Missoula, Montana police recently put the bite on a serial car thief, with help from his cell phone — and his dog. The Missoulian reports that the man stole an SUV in Spokane, Washington and two more in Missoula, where he was arrested after being seen with one of the cars, which was under surveillance. (For readers not in Montana, the two cites are about 200 miles apart.) When police found the cars, they also found “dog-related items and dog hair with color, length and type consistent with a dog owned by Roth,” according to the newspaper’s account of court documents.
He had also taken pictures of the stolen cars with his cell phone.

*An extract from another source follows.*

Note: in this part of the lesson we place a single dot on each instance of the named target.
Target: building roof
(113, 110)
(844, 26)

And – in case you don’t think the guy was stupid enough – he was also charged with criminal possession of drug paraphernalia and driving a motor vehicle with a suspended or revoked license. Now, I don’t know if the drug paraphernalia was found in the stolen cars, or whether, like the leash, he just left it there. But you gotta know somebody’s gonna be looking for the car, right?

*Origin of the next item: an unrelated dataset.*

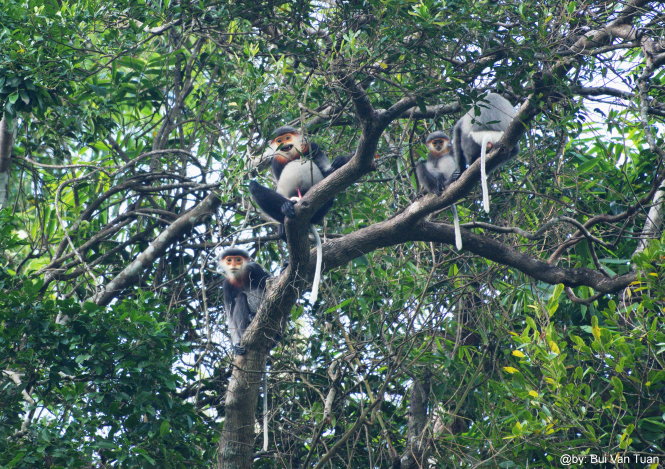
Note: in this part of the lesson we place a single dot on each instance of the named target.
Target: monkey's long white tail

Put this in your comic novel–because you couldn’t write this in a serious mystery with a straight face.
A note on the admissibility of the dog hair evidence: a lab analysis and report will be required before the evidence can be admitted at trial, and the lab analyst will need to testify. But hair analysis–whether human or animal–is not new or unusual, and should not present any evidentiary issues. (Evidentiary issues – that’s legal talk for big doo-doo.)
A Montana burglar used a credit card to pick a lock. Unfortunately, it was his own credit card — and he left it behind. Plus, the homeowner was at home, and spotted him. The Associated Press reports that he’s been arrested and charged with felony attempted burglary and misdemeanor disorderly conduct.
No charge for criminal stupidity — that’s free.
Writer working on book about kindness shot while hitchhiking? Say it isn’t so!
It isn’t so.
Montanans were understandably upset by the report that a man hitchhiking the country to research a book on kindness was shot in our state. But boy, were we peeved when it turned out he shot himself as a publicity stunt. I’m sure others shared my gratification at how quickly law enforcement discovered the fraud and cleared the man falsely accused, although he was held on an unrelated charge of drunk driving.
The Missoulian reports that Valley County sheriff’s deputies didn’t find a gun or ammo in the pickup of the man accused–who was driving a pickup that matched the one described–and found his denial credible. They used his GPS to trace his route–which put him miles away from the shooting at the time the alleged victim claimed it occurred. So they went back to the scene and found a small pistol in a nearby field. They traced the gun to West Virginia, where the alleged victim had bought it days earlier.
According to an August 15 report in the Glasgow Courier, the alleged victim has now been charged with one count of felony tampering with evidence and two misdemeanor counts of making a false report and obstructing a peace officer. He pleaded not guilty. He was released on $10,000 bond and allowed to leave the state to live with a relative near a VA hospital where he can be treated. In typical western graciousness, the sheriff expressed hope that he get evaluation for mental problems
You can’t make some of this stuff up.
Update: Lee Newspapers report that Ray Dolin is scheduled to appear in court on Monday, October 29, and is expected to plead guilty.
So you’re charged with burglary, and you think it might be a good idea to call your victim and apologize. Well, okay. I see the point, though I wouldn’t recommend it. But if do make the call, don’t encourage the victim to skip the trial.
A Montana man who made that call found himself charged with tampering with a witness – in addition to felony charges for bail jumping (two counts), criminal endangerment, assault on a peace officer and burglary, and misdemeanor charges of bail jumping and criminal trespass to vehicles. More details from the Daily Inter Lake in Kalispell.
(Flathead County, Montana courthouse, from the David Berryman Courthouse Postcard Collection.)